An eager young Waffen SS officer from Trawniki entered, snapped his heels together, unable to contain his joy. “Heil Hitler!” Untersturmführer Manfred Plank crackled.
“Heil Hitler.” Funk grunted.
“Herr Oberführer! We are certain we have located another entrance to the main Jew bunker!”
“Ja?”
“Jawohl!”
Funk showed the man the map. The young officer snapped off his cap and tucked it under his left arm, and his right forefinger shot out and pointed to the location of Nalewki 39. “Here we have discovered a drainage pipe.
It runs in this direction ... so. Along with the tunnel on Muranowski Place and the tunnel on Kupiecka Street, it converges on the same location ... here ...”
“Mila 18.”
“We may also have found the location in Mila 18 itself. A large removable oven on the first floor of the building which still stands is extremely suspicious. We did not wish to take action until we received your personal orders.”
Funk rubbed his hands together eagerly. “Four possible entrances. Good.”
In a few moments Oberführer Alfred Funk emboldened his troops by another of his personal appearances in the ghetto. Surrounded by two squads of sub-machine-gun-bearing Nazi guards, he marched alongside the exuberant Untersturmführer Plank until they came to a place which had once been a building, now a rubble heap. Manfred Plank showed where the drainage pipe had been uncovered.
“We sent a man twenty meters deep into it. It becomes a tunnel at that point and turns sharply toward Mila 18.”
Funk looked at his watch. Two and a half hours of daylight left.
A staff car at the Przebieg Gate whisked him across town to Shucha Street and Gestapo House. Gunther Sauer was in a foul mood. His dog Fritzie had developed a cataract and was going blind. Moreover, his wife wrote complaining letters about the shortages of butter and meat developing at home.
Now Funk. These SS people were impossible. Himmler’s saving grace was his love for animals. Poor Himmler couldn’t bear to see a hurt dog. It was confided to him at one of the gassings at Treblinka that he had attended with Himmler. Himmler despised Goring, who was cruel to animals.
Sauer gave Fritzie an affectionate pat on the head and looked up to Alfred Funk in his grandfatherly way.

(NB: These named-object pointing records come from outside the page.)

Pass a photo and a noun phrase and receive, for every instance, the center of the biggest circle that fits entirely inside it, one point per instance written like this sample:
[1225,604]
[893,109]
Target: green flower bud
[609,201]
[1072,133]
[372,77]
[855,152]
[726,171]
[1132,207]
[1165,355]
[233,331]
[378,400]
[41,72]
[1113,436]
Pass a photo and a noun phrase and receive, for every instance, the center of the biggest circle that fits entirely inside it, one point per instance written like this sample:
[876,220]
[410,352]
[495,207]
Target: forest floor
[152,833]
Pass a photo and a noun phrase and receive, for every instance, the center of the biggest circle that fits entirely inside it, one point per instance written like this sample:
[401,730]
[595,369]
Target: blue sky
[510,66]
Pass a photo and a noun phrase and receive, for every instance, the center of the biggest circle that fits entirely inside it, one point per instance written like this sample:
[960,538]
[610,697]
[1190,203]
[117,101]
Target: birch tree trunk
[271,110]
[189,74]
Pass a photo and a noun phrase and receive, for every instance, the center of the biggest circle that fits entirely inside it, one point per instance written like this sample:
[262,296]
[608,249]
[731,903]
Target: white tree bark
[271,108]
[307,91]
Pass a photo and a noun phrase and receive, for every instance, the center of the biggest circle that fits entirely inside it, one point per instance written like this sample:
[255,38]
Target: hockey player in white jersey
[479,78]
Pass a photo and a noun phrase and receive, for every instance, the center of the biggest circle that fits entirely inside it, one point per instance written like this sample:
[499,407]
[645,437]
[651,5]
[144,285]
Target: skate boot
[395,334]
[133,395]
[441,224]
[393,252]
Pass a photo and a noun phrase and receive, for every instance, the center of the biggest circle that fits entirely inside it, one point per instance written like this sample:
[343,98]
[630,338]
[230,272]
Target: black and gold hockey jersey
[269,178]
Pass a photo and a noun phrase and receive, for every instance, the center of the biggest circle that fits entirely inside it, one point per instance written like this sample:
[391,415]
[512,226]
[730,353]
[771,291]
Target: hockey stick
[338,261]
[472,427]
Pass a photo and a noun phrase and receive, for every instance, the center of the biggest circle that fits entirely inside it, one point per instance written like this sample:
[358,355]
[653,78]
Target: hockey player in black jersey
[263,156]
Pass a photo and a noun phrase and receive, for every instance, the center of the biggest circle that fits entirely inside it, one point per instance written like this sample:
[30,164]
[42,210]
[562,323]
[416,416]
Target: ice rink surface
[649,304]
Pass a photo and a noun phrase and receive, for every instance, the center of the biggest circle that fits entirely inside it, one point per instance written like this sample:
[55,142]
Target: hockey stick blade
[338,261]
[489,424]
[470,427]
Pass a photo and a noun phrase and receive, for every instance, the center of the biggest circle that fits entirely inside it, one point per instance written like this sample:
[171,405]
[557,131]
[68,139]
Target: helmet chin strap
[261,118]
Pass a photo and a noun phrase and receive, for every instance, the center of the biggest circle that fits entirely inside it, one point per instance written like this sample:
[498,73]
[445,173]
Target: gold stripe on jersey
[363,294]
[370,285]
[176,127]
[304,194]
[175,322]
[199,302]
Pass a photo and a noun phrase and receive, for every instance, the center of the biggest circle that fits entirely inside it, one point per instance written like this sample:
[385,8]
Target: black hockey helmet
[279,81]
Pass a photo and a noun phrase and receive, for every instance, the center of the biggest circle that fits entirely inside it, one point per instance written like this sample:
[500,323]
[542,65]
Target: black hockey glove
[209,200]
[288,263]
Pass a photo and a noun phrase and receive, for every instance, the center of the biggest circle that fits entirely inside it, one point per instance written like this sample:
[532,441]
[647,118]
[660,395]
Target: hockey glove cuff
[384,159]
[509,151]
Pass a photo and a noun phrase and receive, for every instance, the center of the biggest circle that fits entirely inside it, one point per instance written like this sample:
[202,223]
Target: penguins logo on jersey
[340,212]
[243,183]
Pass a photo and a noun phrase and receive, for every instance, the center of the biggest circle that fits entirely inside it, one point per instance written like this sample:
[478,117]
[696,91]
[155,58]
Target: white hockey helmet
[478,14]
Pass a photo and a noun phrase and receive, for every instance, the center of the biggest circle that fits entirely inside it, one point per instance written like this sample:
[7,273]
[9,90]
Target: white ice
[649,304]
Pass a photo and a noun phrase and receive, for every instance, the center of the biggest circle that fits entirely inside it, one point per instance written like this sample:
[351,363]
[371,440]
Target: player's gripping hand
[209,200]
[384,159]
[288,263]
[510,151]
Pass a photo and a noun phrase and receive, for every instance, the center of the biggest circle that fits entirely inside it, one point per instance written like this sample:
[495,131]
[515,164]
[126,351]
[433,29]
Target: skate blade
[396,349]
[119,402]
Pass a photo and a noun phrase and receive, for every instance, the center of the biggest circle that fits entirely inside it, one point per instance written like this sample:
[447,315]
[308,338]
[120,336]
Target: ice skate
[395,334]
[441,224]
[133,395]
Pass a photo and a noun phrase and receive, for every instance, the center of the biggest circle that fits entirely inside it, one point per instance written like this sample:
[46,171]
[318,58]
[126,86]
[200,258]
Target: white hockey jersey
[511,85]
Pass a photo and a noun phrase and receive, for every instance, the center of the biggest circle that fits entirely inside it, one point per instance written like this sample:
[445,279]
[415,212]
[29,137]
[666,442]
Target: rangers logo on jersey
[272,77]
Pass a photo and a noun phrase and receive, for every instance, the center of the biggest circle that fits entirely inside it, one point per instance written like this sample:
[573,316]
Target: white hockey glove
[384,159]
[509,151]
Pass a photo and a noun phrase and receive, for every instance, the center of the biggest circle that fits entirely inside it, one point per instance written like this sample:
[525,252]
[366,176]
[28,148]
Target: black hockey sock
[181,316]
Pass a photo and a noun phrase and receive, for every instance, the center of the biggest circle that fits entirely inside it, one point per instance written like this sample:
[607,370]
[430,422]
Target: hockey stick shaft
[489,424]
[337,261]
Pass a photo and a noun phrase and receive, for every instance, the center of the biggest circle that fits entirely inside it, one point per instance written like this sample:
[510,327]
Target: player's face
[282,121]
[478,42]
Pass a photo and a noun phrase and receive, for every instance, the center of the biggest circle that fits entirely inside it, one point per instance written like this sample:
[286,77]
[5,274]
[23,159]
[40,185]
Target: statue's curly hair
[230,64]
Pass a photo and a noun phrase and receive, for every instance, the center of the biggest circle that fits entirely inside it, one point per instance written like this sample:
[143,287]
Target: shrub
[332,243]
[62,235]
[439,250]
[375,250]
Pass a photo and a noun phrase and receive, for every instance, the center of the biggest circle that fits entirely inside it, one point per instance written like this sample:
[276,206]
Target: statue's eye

“I want to see the three Jews from the bunker. The Moritz Katz man and the others.”
“So?”
“We have located three entrances to their precious bunker. Faced with these facts, perhaps they will talk.”
Sauer reached in the drawer and gave the dog a tidbit. “Can’t see them,” he said.
“And why not?”
“They’re dead. Tried to break them down. Turned them over to the dogs last night. There, Fritzie ... good boy ... good boy.”
“Simon, come quickly.”
He pushed down the dark corridor. Alex opened the curtain to Rabbi Solomon’s cell. The last doctor left in the ghetto knelt over the old man’s prostrate body. The rabbi presented little more than a weightless bag of bones. His eyes were opened like a defiant Elijah doing combat with the wicked priests of Jezebel. His bony fingers clutched Torah scrolls.
Simon lifted his body and placed it on the cot and closed Rabbi Solomon’s eyes, and he looked inquiringly at the doctor.
“Don’t ask me why he died. Old age, lack of air ... grief ... who knows?”
“Last night he told me he would die today,” Alex said.
“And what did he say?” Simon snapped. “To fight tyrants is to honor God?”